- cross-posted to:
- [email protected]
- cross-posted to:
- [email protected]
Hi, I’ve been playing with some AI models on my machine in GPT4ALL software and it have this thing called “LocalDocs”.
It looks like it is just a RAG for AI and simple structured text document is more that enough for casual usage. Document like this was more than enough for Llama 3.x to be aware of dates and current state:
{
"Today": "12-Dec-2024",
"Tomorrow": "13-Dec-2024",
"Deadline": "23-Dec-2024",
"Tasks Left": [
{"Task Name": "Get groceries"},
{"Task Name": "Buy presents"}
]
}
Can perchance have something like that or is it up to generator creator to setup RAG?
In my experience, text AIs tend to ignore or forget information very quickly. Before setting RAG up I was constantly correcting AI about everything, but after getting RAG, AI worked flawlessly.
Also, RAGs seems to not increase context size. It looks like AI just uses it during generation and then forgets, so context is increased only by AIs reply.
To sum up, I’ve found this thing very useful, it will be super helpful for all text generators, especially for generators like where AI must be aware of some persistent context like world rules, story characters, etc. Here’s couple of examples:
- https://perchance.org/ai-character-chat
- https://perchance.org/ai-story-generator
- https://perchance.org/ai-generated-hierarchical-world
But all generator authors and users will benefit from this.

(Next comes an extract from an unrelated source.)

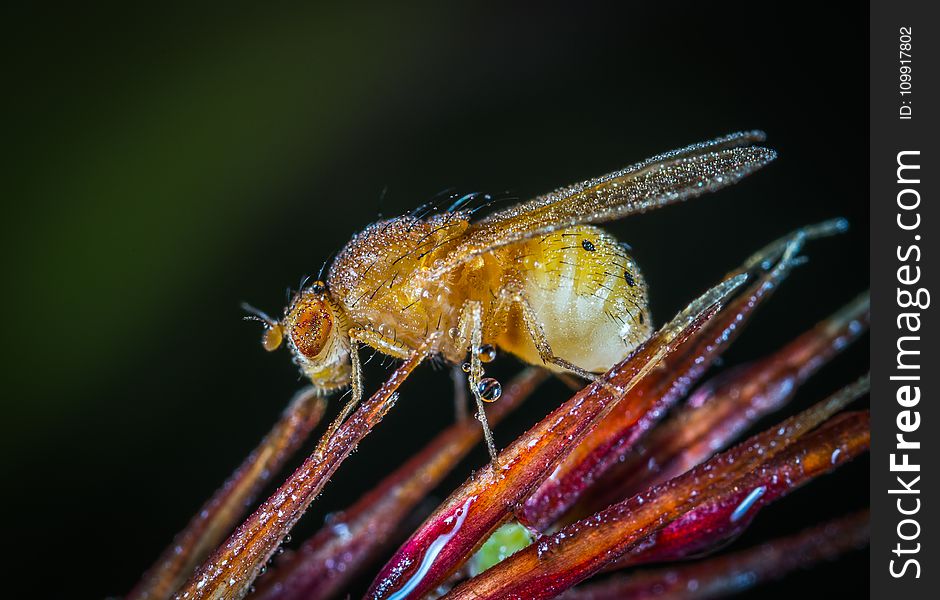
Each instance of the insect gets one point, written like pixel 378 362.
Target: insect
pixel 536 280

Note: If decided to implement, please don’t make it as a file upload. This is how RAG is implemented in LM Studio and it is really annoying to delete previous document and upload new one. Live editor is significantly better.

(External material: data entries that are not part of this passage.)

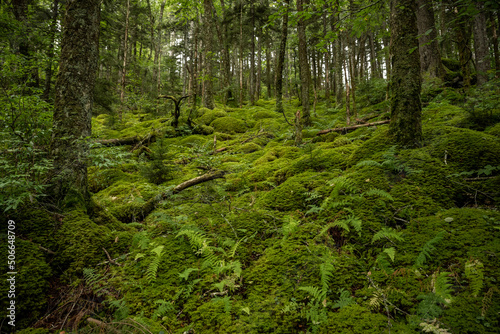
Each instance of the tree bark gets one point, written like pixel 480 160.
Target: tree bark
pixel 406 81
pixel 481 51
pixel 430 58
pixel 281 59
pixel 305 73
pixel 74 99
pixel 208 94
pixel 350 128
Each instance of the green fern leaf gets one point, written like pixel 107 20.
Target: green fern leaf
pixel 428 248
pixel 474 273
pixel 387 233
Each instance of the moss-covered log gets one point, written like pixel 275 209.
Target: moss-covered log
pixel 350 128
pixel 406 80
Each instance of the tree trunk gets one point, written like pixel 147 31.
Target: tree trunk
pixel 481 51
pixel 50 53
pixel 125 52
pixel 281 59
pixel 305 73
pixel 406 81
pixel 208 94
pixel 78 65
pixel 430 58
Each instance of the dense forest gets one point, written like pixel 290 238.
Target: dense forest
pixel 249 166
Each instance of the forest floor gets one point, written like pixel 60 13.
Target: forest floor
pixel 345 233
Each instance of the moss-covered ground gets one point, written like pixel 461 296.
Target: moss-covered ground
pixel 347 233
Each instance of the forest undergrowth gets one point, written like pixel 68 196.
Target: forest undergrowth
pixel 345 233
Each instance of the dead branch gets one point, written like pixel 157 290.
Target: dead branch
pixel 197 180
pixel 350 128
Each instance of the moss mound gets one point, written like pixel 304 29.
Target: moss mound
pixel 229 125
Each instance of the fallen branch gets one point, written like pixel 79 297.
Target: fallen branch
pixel 197 180
pixel 110 259
pixel 349 128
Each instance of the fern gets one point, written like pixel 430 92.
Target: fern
pixel 387 233
pixel 163 309
pixel 344 300
pixel 186 273
pixel 474 273
pixel 380 193
pixel 428 248
pixel 155 263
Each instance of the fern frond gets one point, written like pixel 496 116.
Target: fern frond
pixel 384 264
pixel 380 193
pixel 185 273
pixel 391 252
pixel 442 286
pixel 388 233
pixel 326 271
pixel 344 300
pixel 370 163
pixel 316 293
pixel 428 248
pixel 474 273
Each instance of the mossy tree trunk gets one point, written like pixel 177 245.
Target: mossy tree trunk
pixel 74 98
pixel 281 59
pixel 305 72
pixel 208 94
pixel 406 81
pixel 481 44
pixel 430 58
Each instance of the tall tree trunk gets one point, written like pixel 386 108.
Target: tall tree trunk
pixel 208 94
pixel 496 51
pixel 268 70
pixel 406 81
pixel 50 53
pixel 125 52
pixel 305 72
pixel 281 59
pixel 430 58
pixel 481 51
pixel 78 66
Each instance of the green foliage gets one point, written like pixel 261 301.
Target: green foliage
pixel 428 248
pixel 160 168
pixel 474 273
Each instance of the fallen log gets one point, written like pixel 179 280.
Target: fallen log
pixel 200 179
pixel 126 141
pixel 350 128
pixel 153 202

If you do not have the RAM to load a Mixtral 8×7B Q4, look into setting up deepspeed. Once the model is actually loaded, that runs about like a 13B, but with nearly the attention of a 70B. I run either a 8×7B Q4K or a 70B Q4L on a 16GB GPU and 12th gen i7 w/64GB system memory. That does not require deepspeed to load. The 70B is only marginally better, but it is a little slower than my fastest reading pace. The Mixtral model is much faster and that is a large enough model to stay coherent. Your softmax settings per model are very important too.
Thanks for this tip, I don’t have a lot of VRAM just 64GB of regular RAM, but I don’t mind waiting for output :)
But anyway, all non-Llama model weren’t so good and using RAG in plug-and-play mode, probably I should’ve spent more time working on system prompt and jinja as well as RAG curation to squeeze all juices, but I wanted something quick and easy to setup and for this needs Llama 3.2 8B Instruct was the best. I used default setup for all models and same system prompt.
Also, new Qwen reasoning model was good, it was faster in my setup, but was too “independent” I guess, it tended to ignore instructions from system prompt and other settings, while Llama was more “obedient”.